• 29 décembre 2013 - Par Au fil des mots et de l'histoire

     

    La bataille de Cardedon

    D’après « Dictionnaire historique des batailles, sièges et combats de terre et de mer » – 1818

     

    Après la capitulation de Roses, qui eut lieu le 6 décembre 1808, le septième corps de l’armée française en Espagne, se porta, dès le 8, sur les bords de la Fluvia. Il occupa, le 9, la rive gauche du Ter, mit l’ennemi en fuite, passa cette rivière, et arriva, le 11 au soir, sur la Bisballe.

    Le 12, il prit position à Christina et à Castel d’Aro. Des miquelets tentèrent vainement de disputer à Coullonja les défilés de la Bisballe : malgré les abattis d’arbres qu’ils avaient faits, et le soin qu’ils avaient pris de faire sauter deux ponts, ils perdirent deux cents hommes, et furent chassés de toutes leurs positions. Le 13, ce septième corps occupa Mallanet, et les hauteurs de Videredas : les colonnes escarmouchèrent, chemin faisant, avec les miquelets.

    La division italienne prit position, le 14, en avant de Saint-Céleny ; la division Souham s’avança par Sils et la Malorquina, sur la route de Géronne à Ostalric. Pour appuyer ce mouvement, elle prit position, ainsi que le quartier-général, sur les hauteurs de droite d’Ostalric.

    Le 15, la division italienne marcha vers Cardedon ; mais à l’entrée des défilés de Trentopases, son avant-garde fut attaquée par quatre bataillons espagnols. Le général en chef Gouvion-Saint-Cyr fit forcer le passage, malgré la plus vive résistance, et le septième corps fut établi, à 10 heures du soir, en avant de Trentopases.

    Le 16, l’avant-garde trouva les ennemis postés avantageusement, avec des forces nombreuses et leurs meilleures troupes, sur le plateau de Cardedon : le marquis de Vives les commandait, avec le général Reding. Cette rencontre décida un engagement général.

    Après une vive résistance, et un grand feu d’artillerie, les ennemis furent délogés de toutes leurs positions, mis dans une déroute complète, et dispersés au loin par la cavalerie.
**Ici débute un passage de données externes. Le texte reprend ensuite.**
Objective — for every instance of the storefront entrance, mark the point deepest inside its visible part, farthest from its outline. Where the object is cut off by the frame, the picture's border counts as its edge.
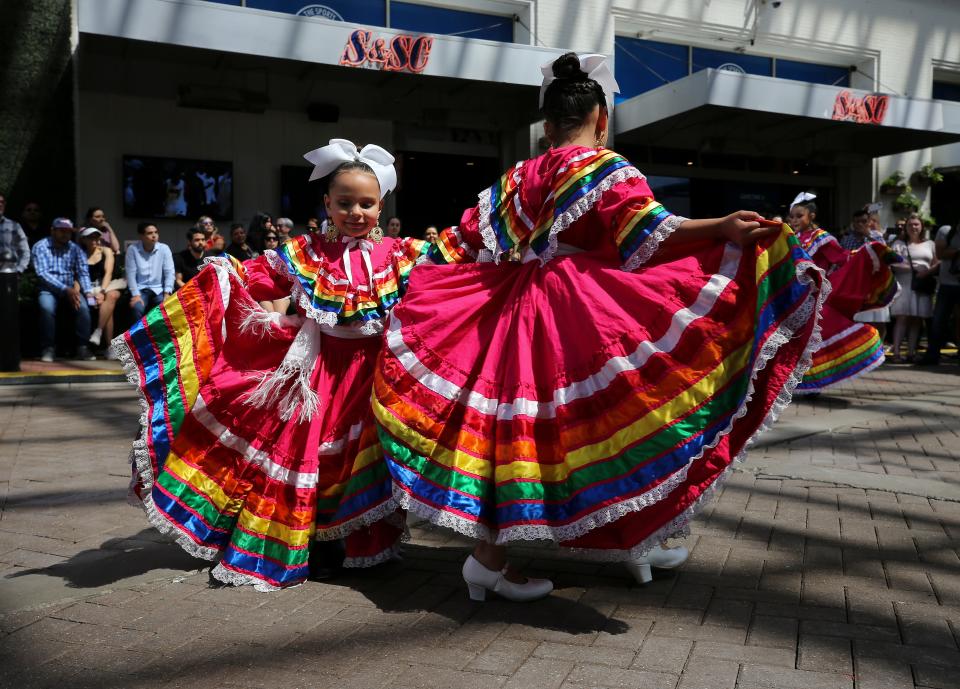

Ils perdirent trois mille cinq cents hommes, toute leur artillerie, leurs attelages, leurs causons, plusieurs drapeaux, et plus de deux cents mille cartouches.

    On leur aurait fait un plus grand nombre de prisonniers, si le général Gouvion-Saint-Cyr n’avait pas, à dessein, sacrifié cet avantage, pour celui de communiquer promptement avec Barcelonne ; ce qui eut lieu le lendemain, avant midi. Le général Duhesme, qui commandait dans cette place, seconda ces opérations par des sorties sagement combinées.